Aye, I overlooked that.

> 2) If the MADV_WILLNEED call fails, all the user needs to do is to
> use a smaller chunk, and walk across the file using that chunk
> size! The only system-protecting limit here is the request queue
> size.
>
> 3) We don't know that the application will try to map all that readahead
> at the same time anyway. And if it does, the rlimits will catch it.
>

Yes. Though currently there is no enforcement for RLIMIT_RSS
implemented. I guess when its there it will catch it when the process
starts faulting on those pages.

> Linus used "half the size of the inactive list" in sys_readahead. That's
> probably as good as anything else. I'd suggest that we just share
> that bit of code in madvise.
>

<snip>

> I agree that failing with an error is inappropriate.
>
> We should limit the readahead according to machine size, disk bandwidth,
> free memory availability, shoe size, etc. And once that's done then
> it _has_ to return success. Otherwise the application would see
> different results depending on system size and activity.
>
> It is just "advice".

So then something of the following without the check is more
appropriate or a starting point then?


diff -urN linux-2.4.20/mm/filemap.c linux-2.4.20patched/mm/filemap.c
--- linux-2.4.20/mm/filemap.c Mon Dec 9 14:19:13 2002
+++ linux-2.4.20patched/mm/filemap.c Tue Dec 10 15:30:05 2002
@@ -2455,7 +2455,7 @@
{
long error = -EBADF;
struct file * file;
- unsigned long size, rlim_rss;
+ unsigned long size, max;

/* Doesn't work if there's no mapped file. */
if (!vma->vm_file)
@@ -2469,12 +2469,10 @@
end = vma->vm_end;
end = ((end - vma->vm_start) >> PAGE_SHIFT) + vma->vm_pgoff;

- /* Make sure this doesn't exceed the process's max rss. */
- error = -EIO;
- rlim_rss = current->rlim ? current->rlim[RLIMIT_RSS].rlim_cur :
- LONG_MAX; /* default: see resource.h */
- if ((vma->vm_mm->rss + (end - start)) > rlim_rss)
- return error;
+ /* Like sys_readahead, limit to a sane percentage of inactive list.. */
+ max = nr_inactive_pages / 2;
+ if ((end - start) > max)
+ end = start + max;

/* round to cluster boundaries if this isn't a "random" area. */
if (!VM_RandomReadHint(vma)) {


--
Kingsley

2002-12-10 07:48:00

by Andrew Morton

[permalink] [raw]
Subject: Re: [TRIVIAL PATCH 2.4.20] madvise_willneed makes bad limit comparison

Kingsley Cheung wrote:
>
>...
> So then something of the following without the check is more
> appropriate or a starting point then?
>

Looks good to me. Here's a 2.5 version...

include/linux/mm.h | 1 +
mm/filemap.c | 12 +-----------
mm/madvise.c | 23 +++++------------------
mm/readahead.c | 13 +++++++++++++
4 files changed, 20 insertions(+), 29 deletions(-)
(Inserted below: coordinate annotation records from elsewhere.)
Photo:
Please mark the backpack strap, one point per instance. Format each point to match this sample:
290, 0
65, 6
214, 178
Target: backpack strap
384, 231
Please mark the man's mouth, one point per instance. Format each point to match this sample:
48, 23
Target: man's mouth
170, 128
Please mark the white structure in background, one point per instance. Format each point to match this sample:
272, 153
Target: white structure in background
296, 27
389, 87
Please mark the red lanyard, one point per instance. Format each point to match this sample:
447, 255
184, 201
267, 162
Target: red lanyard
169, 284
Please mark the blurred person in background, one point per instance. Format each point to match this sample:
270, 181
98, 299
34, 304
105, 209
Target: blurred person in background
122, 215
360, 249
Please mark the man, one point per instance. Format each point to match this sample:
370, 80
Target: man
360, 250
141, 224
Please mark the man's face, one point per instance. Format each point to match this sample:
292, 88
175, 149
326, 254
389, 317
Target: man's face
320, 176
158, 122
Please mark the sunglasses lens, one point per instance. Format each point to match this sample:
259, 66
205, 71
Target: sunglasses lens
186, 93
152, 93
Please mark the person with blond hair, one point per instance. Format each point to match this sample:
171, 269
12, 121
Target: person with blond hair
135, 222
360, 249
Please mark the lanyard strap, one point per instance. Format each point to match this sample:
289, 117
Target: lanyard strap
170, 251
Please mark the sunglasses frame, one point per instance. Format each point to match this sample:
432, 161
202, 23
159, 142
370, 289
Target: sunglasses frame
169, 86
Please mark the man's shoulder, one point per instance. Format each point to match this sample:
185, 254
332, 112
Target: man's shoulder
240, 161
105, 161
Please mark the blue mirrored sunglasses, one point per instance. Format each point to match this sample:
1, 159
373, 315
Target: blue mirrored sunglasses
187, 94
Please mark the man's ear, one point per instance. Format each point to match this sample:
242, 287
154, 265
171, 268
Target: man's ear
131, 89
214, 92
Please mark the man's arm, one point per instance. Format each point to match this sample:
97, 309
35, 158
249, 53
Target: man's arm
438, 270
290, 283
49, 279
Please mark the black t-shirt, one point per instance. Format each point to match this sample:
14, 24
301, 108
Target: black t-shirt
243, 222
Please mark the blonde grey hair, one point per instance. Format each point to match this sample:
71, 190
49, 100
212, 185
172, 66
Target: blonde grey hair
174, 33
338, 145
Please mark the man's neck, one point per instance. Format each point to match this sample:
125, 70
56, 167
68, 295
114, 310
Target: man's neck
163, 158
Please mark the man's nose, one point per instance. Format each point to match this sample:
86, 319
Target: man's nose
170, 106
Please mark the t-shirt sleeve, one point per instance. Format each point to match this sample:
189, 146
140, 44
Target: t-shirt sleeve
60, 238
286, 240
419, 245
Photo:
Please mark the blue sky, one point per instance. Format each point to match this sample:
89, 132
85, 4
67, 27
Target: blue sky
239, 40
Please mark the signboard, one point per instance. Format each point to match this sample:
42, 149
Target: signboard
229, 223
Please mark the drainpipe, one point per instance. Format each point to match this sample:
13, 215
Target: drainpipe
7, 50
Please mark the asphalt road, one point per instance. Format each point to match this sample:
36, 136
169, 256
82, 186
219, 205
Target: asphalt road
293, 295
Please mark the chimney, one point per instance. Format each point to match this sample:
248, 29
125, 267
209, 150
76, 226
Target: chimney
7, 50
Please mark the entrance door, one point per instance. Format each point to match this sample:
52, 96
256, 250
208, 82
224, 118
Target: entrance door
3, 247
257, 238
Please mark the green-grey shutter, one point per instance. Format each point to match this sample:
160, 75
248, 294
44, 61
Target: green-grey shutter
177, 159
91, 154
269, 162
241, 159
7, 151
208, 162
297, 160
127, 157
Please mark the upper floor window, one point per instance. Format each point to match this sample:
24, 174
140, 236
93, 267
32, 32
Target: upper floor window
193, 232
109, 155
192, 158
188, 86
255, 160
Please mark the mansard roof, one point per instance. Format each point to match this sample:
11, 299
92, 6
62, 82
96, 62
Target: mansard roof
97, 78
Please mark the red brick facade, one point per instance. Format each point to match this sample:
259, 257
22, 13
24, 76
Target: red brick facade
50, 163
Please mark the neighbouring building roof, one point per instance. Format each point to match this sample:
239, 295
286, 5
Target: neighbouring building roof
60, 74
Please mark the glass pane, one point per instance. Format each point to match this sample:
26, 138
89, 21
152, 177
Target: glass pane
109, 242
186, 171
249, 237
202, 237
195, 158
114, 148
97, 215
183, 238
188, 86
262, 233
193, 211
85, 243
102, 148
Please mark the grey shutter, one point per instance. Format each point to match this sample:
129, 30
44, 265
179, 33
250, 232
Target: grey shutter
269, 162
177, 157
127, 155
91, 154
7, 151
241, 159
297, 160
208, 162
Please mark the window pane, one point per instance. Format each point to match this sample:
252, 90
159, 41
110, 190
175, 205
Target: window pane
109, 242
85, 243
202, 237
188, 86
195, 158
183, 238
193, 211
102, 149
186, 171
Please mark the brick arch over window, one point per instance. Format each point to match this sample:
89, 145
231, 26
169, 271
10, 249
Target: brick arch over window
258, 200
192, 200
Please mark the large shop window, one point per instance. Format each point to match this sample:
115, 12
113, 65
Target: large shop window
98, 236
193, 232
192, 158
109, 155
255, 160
--- 25/mm/filemap.c~max_sane_readahead Mon Dec 9 23:44:47 2002
+++ 25-akpm/mm/filemap.c Mon Dec 9 23:47:14 2002
@@ -898,20 +898,10 @@ static ssize_t
do_readahead(struct address_space *mapping, struct file *filp,
unsigned long index, unsigned long nr)
{
- unsigned long max;
- unsigned long active;
- unsigned long inactive;
-
if (!mapping || !mapping->a_ops || !mapping->a_ops->readpage)
return -EINVAL;

- /* Limit it to a sane percentage of the inactive list.. */
- get_zone_counts(&active, &inactive);
- max = inactive / 2;
- if (nr > max)
- nr = max;
-
- do_page_cache_readahead(mapping, filp, index, nr);
+ do_page_cache_readahead(mapping, filp, index, max_sane_readahead(nr));
return 0;
}

--- 25/mm/readahead.c~max_sane_readahead Mon Dec 9 23:44:55 2002
+++ 25-akpm/mm/readahead.c Mon Dec 9 23:48:39 2002
@@ -465,3 +465,16 @@ void handle_ra_miss(struct address_space
ra->next_size = min;
}
}
+
+/*
+ * Given a desired number of PAGE_CACHE_SIZE readahead pages, return a
+ * sensible upper limit.
+ */
+unsigned long max_sane_readahead(unsigned long nr)
+{
+ unsigned long active;
+ unsigned long inactive;
+
+ get_zone_counts(&active, &inactive);
+ return min(nr, inactive / 2);
+}
--- 25/include/linux/mm.h~max_sane_readahead Mon Dec 9 23:47:45 2002
+++ 25-akpm/include/linux/mm.h Mon Dec 9 23:48:06 2002
@@ -524,6 +524,7 @@ void page_cache_readaround(struct addres
unsigned long offset);
void handle_ra_miss(struct address_space *mapping,
struct file_ra_state *ra);
+unsigned long max_sane_readahead(unsigned long nr);

/* Do stack extension */
extern int expand_stack(struct vm_area_struct * vma, unsigned long address);
--- 25/mm/madvise.c~max_sane_readahead Mon Dec 9 23:52:37 2002
+++ 25-akpm/mm/madvise.c Mon Dec 9 23:52:41 2002
@@ -51,36 +51,23 @@ static long madvise_behavior(struct vm_a
}

/*
- * Schedule all required I/O operations, then run the disk queue
- * to make sure they are started. Do not wait for completion.
+ * Schedule all required I/O operations. Do not wait for completion.
*/
static long madvise_willneed(struct vm_area_struct * vma,
unsigned long start, unsigned long end)
{
- long error = -EBADF;
- struct file * file;
- unsigned long size, rlim_rss;
+ struct file *file = vma->vm_file;

- /* Doesn't work if there's no mapped file. */
if (!vma->vm_file)
- return error;
- file = vma->vm_file;
- size = (file->f_dentry->d_inode->i_size + PAGE_CACHE_SIZE - 1) >>
- PAGE_CACHE_SHIFT;
+ return -EBADF;

start = ((start - vma->vm_start) >> PAGE_SHIFT) + vma->vm_pgoff;
if (end > vma->vm_end)
end = vma->vm_end;
end = ((end - vma->vm_start) >> PAGE_SHIFT) + vma->vm_pgoff;

- /* Make sure this doesn't exceed the process's max rss. */
- error = -EIO;
- rlim_rss = current->rlim ? current->rlim[RLIMIT_RSS].rlim_cur :
- LONG_MAX; /* default: see resource.h */
- if ((vma->vm_mm->rss + (end - start)) > rlim_rss)
- return error;
-
- do_page_cache_readahead(file->f_dentry->d_inode->i_mapping, file, start, end - start);
+ do_page_cache_readahead(file->f_dentry->d_inode->i_mapping,
+ file, start, max_sane_readahead(end - start));
return 0;
}


_